Underworld filmi, vampirler ve kurtadamlar etrafında geçen modern bir Romeo & Juliet hikayesi. Bu hikayedeki aşıkların biri kurtadam, diğeriyse bir vampir. Underworld, vampirlerle kurtadamlar arasındaki eskiden kalma yıkıcı ve kanlı bir savaşa karşı kurgulanmış bir film. Başrolde Beckinsale'i 10 adam gücünde zarif bir savaşçı vampir Selene olarak izleyeceğiz. Her ne kadar asli görevi kurtadamları öldürmek olsa da, savaşı sonlandırmak isteyen Michael'a (Speedman) aşık olunca hayatlar bir anda değişir.
Görüş:
Underworld'ün tek güzel yanı, hepimizin fazlasıyla kanıksadığı vampir ve kurtadam öyküsüne yeni bir bakış ve yaratıcı bir senaryoyla girişmesi.

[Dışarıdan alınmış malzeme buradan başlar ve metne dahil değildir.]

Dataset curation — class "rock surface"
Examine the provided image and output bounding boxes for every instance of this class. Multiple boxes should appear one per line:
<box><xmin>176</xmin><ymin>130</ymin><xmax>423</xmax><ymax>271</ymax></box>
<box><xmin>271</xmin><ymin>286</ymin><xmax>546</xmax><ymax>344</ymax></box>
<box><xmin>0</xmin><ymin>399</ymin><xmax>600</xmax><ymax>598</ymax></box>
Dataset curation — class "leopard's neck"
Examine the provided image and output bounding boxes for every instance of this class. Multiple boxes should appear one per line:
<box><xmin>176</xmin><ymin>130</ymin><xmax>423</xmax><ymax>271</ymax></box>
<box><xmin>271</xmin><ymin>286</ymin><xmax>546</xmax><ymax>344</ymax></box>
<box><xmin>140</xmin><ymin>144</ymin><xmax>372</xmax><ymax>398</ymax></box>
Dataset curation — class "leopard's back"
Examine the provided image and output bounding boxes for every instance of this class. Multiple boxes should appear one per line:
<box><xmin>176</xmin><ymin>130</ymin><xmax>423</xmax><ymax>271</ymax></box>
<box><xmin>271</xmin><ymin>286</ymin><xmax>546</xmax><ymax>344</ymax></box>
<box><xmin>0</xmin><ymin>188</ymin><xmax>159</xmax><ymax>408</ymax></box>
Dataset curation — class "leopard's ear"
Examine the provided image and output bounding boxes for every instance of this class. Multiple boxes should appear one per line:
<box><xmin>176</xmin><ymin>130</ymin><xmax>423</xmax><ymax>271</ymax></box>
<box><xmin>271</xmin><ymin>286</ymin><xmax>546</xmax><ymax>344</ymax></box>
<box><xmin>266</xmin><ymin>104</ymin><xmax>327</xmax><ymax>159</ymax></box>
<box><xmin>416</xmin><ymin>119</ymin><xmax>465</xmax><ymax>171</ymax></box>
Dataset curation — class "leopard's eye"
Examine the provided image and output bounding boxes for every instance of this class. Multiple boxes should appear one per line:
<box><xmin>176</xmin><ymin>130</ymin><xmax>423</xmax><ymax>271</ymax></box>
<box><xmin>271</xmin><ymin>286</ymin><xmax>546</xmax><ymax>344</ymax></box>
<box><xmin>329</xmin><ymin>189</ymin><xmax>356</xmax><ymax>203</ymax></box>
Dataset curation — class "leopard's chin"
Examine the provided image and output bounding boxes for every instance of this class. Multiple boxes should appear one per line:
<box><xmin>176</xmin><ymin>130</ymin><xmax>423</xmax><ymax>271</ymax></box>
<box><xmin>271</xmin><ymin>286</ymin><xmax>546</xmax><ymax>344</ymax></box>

Bir vampir filmi için fazla anlaşılmaz olan giriş bölümünü atlattıktan sonra, olayların nereye varacağını az çok anlamaya, senaryodaki merak unsuru bu şekilde az çok eledikten sonra, filmde başka şeyler aramaya başlıyorsunuz. Etkileyici dövüş sahneleri, "evet bu benim adamım" diyeceğiniz bir kahraman, insan-vampir ya da insan-kurtadam ilişkileri vs..
Ama hiçbirini bulamıyorsunuz.. Zaten film, metro sahnesi hariç, hiçbir insanın yaşamadığı terkedilmiş bir şehirde geçiyor sanki. Yani masraftan hiç kaçınmamışlar(!). Tek gördüğünüz göreceğiniz, güzel bir malikane, bir-iki spor araba.
Filmin sonu, sürpriz gibi gözükse de, antrakttan önce kendini belli etmeye başlıyor. Sonsözüm; bir B film için fazla iyi, bir gişe filmi olmak içinse fazla vasat.